October 24, 2012, 11:07 pm

If you wanted to view your photos on holiday using one of these, how would you do that? I see the lack of SD card slot as a missed opportunity. No, my camera is not wifi or bluetooth.


October 25, 2012, 1:33 pm

"The iPad have 3:2 aspect screens, stubbier than those of most Android tablets."

Ahem, I believe that 1024x768 is a 4:3 aspect ratio resolution.

Unless you are going to tell me this Mini uses non-square pixels............

Hans Gruber

October 27, 2012, 6:40 am

Can't you just wait until you've actually got an iPad mini before comparing the two products?

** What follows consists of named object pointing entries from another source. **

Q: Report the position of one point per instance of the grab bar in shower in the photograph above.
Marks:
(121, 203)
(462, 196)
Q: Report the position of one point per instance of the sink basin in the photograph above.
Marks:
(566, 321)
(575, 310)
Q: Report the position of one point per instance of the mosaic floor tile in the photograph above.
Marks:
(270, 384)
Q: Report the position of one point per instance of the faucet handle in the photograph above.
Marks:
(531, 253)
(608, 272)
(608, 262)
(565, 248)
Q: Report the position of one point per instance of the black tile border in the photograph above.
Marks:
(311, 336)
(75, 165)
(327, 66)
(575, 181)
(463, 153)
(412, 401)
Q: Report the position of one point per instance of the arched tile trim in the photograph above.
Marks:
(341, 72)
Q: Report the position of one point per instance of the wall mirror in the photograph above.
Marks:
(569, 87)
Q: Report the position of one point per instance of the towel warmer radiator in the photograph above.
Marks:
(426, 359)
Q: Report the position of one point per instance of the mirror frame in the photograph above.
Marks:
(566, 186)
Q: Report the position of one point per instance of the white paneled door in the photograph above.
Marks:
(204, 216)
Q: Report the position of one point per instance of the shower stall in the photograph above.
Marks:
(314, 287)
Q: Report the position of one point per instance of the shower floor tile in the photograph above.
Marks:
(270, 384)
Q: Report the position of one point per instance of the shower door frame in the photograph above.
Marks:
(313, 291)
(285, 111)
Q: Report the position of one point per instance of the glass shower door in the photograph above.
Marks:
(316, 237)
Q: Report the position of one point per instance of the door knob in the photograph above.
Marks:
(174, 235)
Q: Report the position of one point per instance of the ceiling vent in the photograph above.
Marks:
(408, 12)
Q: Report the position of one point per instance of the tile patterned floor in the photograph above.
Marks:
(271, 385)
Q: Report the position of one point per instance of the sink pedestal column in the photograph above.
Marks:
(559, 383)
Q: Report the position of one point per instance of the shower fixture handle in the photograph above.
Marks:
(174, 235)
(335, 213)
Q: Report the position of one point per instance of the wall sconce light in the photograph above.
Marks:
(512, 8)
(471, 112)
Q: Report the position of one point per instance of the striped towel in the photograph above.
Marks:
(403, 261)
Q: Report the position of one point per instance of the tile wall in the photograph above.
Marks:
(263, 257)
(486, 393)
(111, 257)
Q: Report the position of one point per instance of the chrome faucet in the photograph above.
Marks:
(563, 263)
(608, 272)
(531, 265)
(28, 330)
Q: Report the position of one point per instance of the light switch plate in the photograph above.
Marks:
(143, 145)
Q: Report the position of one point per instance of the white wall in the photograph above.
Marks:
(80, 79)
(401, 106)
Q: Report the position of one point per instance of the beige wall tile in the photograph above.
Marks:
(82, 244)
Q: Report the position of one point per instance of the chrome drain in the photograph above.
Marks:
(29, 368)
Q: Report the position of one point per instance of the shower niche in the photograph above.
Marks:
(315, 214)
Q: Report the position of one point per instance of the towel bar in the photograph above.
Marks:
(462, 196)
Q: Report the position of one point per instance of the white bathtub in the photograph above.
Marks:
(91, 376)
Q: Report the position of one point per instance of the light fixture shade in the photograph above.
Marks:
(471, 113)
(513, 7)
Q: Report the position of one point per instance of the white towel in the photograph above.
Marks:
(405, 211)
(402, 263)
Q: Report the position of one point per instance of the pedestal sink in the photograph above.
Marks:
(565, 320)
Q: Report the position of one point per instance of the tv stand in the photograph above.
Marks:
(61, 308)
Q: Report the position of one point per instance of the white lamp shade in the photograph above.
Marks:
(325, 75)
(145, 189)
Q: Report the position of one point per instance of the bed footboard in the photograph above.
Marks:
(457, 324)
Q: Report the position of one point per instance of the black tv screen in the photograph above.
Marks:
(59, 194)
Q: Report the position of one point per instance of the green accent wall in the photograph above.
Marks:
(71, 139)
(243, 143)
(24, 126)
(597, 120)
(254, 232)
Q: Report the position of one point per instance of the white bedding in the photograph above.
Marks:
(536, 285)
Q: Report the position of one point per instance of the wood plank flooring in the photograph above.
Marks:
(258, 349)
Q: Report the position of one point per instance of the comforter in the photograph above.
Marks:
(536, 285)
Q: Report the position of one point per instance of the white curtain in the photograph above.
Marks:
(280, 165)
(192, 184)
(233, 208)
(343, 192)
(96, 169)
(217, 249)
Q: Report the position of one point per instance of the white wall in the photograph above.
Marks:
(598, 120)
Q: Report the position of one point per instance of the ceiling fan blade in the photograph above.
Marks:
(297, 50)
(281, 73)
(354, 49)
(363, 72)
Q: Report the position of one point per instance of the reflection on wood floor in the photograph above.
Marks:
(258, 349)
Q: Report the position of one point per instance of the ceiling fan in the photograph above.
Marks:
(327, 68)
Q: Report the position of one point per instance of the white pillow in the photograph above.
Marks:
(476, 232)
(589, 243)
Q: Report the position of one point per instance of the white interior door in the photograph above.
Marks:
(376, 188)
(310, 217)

Is this really a useful article? I don't think so myself. I feel that if it was useful then you're not the type of person who would habitually visit somewhere like TR so it kind of asks the question, who are TR writing for these days?

We're grown ups here so please treat us that way. When you actually have the products and can properly and professionally compare their relative merits side by side, I'd love to see how they fare against one another. Things like actual performance and battery duration, how the devices handle and their relative durability perhaps. We can all guess easy enough the main differences as to what their technical specifications should tell us but how they operate in practise is what we can't tell and is where you come in. /rant

Horace Coker

October 29, 2012, 11:24 pm

"The Google Nexus 7 has the classic Android widescreen aspect, which is perfect for watching movies on."

Not so! The aspect ratio of the Nexus 7 is 16:10 or 8:5. Not quite the classic aspect ratio for watching movies. If you watched any 16:9 video on this screen there would be black bands at the top and bottom so it obviously isn't "perfect for watching movies on". Mind you it's a 100 times better for watching movies on than the iPad mini's 4:3 screen.


October 30, 2012, 10:16 pm

@sengstaken theres an App called Nexus media streamer, that lets you view images and video from a sdcard reader or flashdrive using a cheap otg cable without having to root the Nexus 7. it not super elegant but its not bad either.